The promotion comes off the back of years of award-winning work, particularly for Government clients.
Clemenger BBDO’s client portfolio includes Waka Kotahi, the Department of the Prime Minister and Cabinet, the Human Rights Commission, the Energy Efficiency & Conservation Authority and the Ministry of Social Development.
The agency has been behind much of the Covid-19 communications released by the Government since the start of the pandemic.
“We’re proud to produce work that makes a difference in Aotearoa,” said Alkema.
“There’s a weight to these problems, we take them seriously and we try our best to get it right. When our work connects with people and moves them – we feel good. We’re having fun and we’re forever learning. I couldn’t work at a better place, alongside a better bunch of people.”
Alkema isn’t ready to rest on her laurels yet.
“Tomorrow sees us striving to ace an environment that looks after a diverse team the best we possibly can,” she said.

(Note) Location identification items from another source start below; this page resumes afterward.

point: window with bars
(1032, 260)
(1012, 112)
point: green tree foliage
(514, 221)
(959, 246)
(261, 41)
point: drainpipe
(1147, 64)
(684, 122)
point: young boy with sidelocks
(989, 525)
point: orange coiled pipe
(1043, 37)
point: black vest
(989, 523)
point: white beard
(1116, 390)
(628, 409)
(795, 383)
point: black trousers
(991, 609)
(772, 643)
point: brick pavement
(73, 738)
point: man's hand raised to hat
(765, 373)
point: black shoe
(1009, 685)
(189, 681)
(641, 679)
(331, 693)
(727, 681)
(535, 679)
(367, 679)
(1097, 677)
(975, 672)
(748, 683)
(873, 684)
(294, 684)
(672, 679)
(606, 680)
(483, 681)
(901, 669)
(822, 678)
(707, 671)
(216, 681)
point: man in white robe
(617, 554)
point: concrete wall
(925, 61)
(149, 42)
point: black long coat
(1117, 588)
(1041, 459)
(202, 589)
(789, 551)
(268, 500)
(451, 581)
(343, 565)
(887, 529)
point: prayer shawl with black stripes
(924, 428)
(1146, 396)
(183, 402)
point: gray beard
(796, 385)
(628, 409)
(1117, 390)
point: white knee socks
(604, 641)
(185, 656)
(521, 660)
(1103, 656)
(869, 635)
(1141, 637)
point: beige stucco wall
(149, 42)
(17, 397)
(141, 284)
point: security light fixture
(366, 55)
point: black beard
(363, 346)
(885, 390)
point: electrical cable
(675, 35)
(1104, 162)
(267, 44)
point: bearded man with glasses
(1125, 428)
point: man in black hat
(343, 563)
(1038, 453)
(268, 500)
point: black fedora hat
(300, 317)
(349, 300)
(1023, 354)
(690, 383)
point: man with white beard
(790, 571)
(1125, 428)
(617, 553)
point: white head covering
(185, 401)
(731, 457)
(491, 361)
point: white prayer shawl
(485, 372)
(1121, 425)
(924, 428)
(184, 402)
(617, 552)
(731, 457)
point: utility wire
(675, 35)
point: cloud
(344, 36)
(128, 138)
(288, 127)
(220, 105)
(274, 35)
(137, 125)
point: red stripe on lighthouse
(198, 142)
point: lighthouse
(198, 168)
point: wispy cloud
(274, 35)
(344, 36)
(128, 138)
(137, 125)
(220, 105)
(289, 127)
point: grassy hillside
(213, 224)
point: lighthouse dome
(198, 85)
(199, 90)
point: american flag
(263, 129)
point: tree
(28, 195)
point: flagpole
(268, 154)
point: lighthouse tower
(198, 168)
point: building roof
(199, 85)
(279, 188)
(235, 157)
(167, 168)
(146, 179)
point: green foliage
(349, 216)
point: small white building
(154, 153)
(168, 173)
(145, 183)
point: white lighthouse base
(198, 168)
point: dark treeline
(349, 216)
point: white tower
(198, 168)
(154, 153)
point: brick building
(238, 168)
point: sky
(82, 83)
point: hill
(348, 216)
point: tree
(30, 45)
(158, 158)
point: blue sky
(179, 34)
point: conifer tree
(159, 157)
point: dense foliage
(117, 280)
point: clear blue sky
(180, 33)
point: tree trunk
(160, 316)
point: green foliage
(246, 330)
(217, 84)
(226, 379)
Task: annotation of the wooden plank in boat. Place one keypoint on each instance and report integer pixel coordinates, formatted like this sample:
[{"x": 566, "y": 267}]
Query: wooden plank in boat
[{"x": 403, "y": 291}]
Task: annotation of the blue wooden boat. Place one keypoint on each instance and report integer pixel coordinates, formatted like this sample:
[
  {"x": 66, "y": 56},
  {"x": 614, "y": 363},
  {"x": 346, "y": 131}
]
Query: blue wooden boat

“As the world turns, how do we keep building an environment that supports high performers to operate on the edge? What does work/life harmony look like when it’s humming for each individual as well as for the team? And how do we help our people enjoy ‘hard’ when we all agree, the kind of wins we want are on the other side of it? These are some of the challenges I look forward to solving with the brilliant minds of the BBDO board.”
Garrett's new role
In other news this week, former Colenso BBDO boss Nick Garrett was confirmed as a partner at Deloitte Creative.
Garrett was the chief executive at Colenso BBDO between 2010 and 2015, before crossing the Tasman to take over the reins at Clemenger BBDO in Melbourne.
He eventually left the Clemenger Group in 2019 and has been consulting independently for the past 18 months.
His move to Deloitte marks a continuation of a trend that has seen top advertising talent join the consulting giants, which have made no secret of their ambitions to occupy this space.
Locally, we recently saw Justin Mowday and Damon Stapleton leave DDB to set up The Monkeys for Accenture in the local market.
In the past few weeks, the consulting firm also named advertising legend David Droga as the chief executive and creative chairman of Accenture Interactive.
The appointment of this calibre of talent indicates that the major consulting firms are willing to invest an enormous amount into this space.
Should this trend continue, traditional advertising agencies could face a challenge in terms of holding onto their top-tier staff.